Increasingly, sexual harassment is being construed as scientific misconduct as harassers seek to shore up their careers at the expense of victims, fail to create safe spaces for scientific inquiry and appear to be impervious to efforts to retrain them. In late 2017, the American Geophysical Union was the first scientific society to define harassment as misconduct, but pressure is growing on other scientific groups to follow suit and further isolate harassers.

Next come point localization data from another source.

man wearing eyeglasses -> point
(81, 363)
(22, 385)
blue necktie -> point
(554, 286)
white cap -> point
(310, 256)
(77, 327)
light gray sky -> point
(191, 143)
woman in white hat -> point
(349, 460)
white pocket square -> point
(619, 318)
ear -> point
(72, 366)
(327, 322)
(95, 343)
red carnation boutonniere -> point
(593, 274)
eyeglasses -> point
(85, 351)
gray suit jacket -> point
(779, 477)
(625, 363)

Notably absent from the discussion was Francis Collins, head of NIH, the largest federal funding body in the US. Collins, Michael Lauer and Hannah Valantine wrote a Correspondence to Nature in 2016 entitled “NIH: Push To Stop Sexual Harassment” in which they poked meeting organizers to be more vigilant in promoting awareness of harassment at meetings funded by the agency. Since then, there has been no further action from Collins.

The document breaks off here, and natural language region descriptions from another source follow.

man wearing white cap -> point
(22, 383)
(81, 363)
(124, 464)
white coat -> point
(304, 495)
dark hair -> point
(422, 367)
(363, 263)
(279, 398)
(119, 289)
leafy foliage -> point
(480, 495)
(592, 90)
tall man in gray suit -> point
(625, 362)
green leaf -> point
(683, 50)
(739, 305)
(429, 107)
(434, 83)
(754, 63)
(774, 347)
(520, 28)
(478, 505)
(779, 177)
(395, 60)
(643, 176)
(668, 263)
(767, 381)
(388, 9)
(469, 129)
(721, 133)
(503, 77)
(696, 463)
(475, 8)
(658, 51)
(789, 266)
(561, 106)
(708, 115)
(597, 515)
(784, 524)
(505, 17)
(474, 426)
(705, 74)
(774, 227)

The gap between NIH and NSF policy was greeted with a salty reply from neuroscience researcher and reluctant Title IX reform advocate, BethAnn McLaughlin.
“I think it’s safe to say that Collin’s two year hiatus from even putting in lip service to ending harassment is demoralizing at best. Seeing #MeToo and Time Magazine going so far as to name NIH funded investigators as Women of the Year for taking on harassment while Collin’s does nothing to help their careers is baffling. This man holds the power to end this legacy of shame and yet does nothing to punish universities that harbor harassers. Are we supposed to take solace that if we stay on the road enough and hop from NIH funded meeting to NIH funded meeting, harassment won’t be tolerated in those venues? That’s sort of gross.”